First draw the diagram of the parabola equation which is horizontally parabola opening right side.

P point is given as $({K_1}a,{K_2}a)$,Q point is given as $(0,a)$ and R point is given as $(- a,0)$

When you join these points it makes a triangle, So according to triangle inequality the modulus of difference of two sides is always less than or equal to the third side.

$\Rightarrow \left| {PR - PQ} \right| \leqslant \left| {QR} \right|$

Maximum value of $\left| {PR - PQ} \right|\; = QR$ because everything is less than or equal to QR.

$\Rightarrow \left| {PR - PQ} \right|\; = QR$, when P, Q, R are collinear

So, the equation of line joining R and Q is

$\Rightarrow y - 0 = \dfrac{{a - 0}}{{0 - \left( { - a} \right)}}\left( {x - \left( { - a} \right)} \right)$

$\Rightarrow y = x + a$

Equation of parabola is $y^2 = 4ax$

In parametric form the coordinates of parabola is $( {a{t^2},2at})$

Where t is a parameter and these parametric coordinates represents every point on parabola.
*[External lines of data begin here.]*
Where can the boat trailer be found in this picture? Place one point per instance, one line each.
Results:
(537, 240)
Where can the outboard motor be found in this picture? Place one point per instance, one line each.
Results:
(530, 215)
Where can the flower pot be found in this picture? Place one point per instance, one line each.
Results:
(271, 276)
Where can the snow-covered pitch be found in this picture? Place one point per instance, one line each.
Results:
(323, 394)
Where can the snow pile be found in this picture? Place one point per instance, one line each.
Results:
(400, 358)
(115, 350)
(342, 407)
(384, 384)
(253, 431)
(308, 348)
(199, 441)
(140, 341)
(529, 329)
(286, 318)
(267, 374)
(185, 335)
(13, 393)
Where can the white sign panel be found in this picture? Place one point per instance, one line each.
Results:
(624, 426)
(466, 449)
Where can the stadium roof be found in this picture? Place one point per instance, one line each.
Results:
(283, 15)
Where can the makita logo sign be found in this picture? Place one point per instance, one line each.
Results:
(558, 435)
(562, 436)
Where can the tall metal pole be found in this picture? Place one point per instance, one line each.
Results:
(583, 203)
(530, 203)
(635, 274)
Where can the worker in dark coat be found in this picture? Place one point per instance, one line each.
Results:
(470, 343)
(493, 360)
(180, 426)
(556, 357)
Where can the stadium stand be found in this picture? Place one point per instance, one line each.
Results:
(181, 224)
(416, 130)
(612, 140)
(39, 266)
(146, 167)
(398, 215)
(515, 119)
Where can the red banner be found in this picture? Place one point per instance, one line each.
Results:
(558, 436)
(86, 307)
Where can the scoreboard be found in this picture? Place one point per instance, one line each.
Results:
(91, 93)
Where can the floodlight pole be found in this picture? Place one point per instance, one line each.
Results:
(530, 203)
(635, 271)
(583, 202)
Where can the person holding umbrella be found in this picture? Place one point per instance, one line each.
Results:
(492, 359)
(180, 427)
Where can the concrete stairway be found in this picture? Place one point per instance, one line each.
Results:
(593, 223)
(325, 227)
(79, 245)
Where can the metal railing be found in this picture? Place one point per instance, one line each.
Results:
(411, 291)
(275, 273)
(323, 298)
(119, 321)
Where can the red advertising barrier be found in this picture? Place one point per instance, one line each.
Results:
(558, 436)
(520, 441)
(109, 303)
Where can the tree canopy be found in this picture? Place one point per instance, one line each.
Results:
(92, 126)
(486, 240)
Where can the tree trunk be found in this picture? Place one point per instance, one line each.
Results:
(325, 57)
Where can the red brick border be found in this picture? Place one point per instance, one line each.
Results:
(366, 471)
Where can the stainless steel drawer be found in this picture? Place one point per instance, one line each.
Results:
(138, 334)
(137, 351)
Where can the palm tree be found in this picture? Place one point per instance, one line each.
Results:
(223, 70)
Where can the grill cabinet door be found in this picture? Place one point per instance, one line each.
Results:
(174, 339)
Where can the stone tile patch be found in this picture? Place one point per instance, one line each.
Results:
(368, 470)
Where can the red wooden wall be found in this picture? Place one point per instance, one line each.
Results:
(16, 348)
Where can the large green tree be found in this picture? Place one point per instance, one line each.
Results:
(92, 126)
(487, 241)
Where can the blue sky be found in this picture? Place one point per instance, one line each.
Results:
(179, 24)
$\Rightarrow$ p point is $( {a{t^2},2at})$

Now P, Q, R is in straight line, then this p point satisfy the equation of straight line

$\Rightarrow 2at - a{{\text{t}}^2} = a$

$\Rightarrow {t^2} - 2t + 1 = 0$

$\Rightarrow {\left( {t - 1} \right)^2} = 0$

$\Rightarrow \left( {t - 1} \right) = 0$

$\Rightarrow t = 1$

So, put the value of t in P points

$\Rightarrow {\text{P}}\left( {a,2a} \right)$, So compare this points with given points $({K_1}a,{K_2}a)$

So, on comparing $K_1 = 1, K_2 = 2$

$\Rightarrow$ The value of $\left( {{{\text{K}}_1} + {{\text{K}}_2}} \right) = 1 + 2 = 3$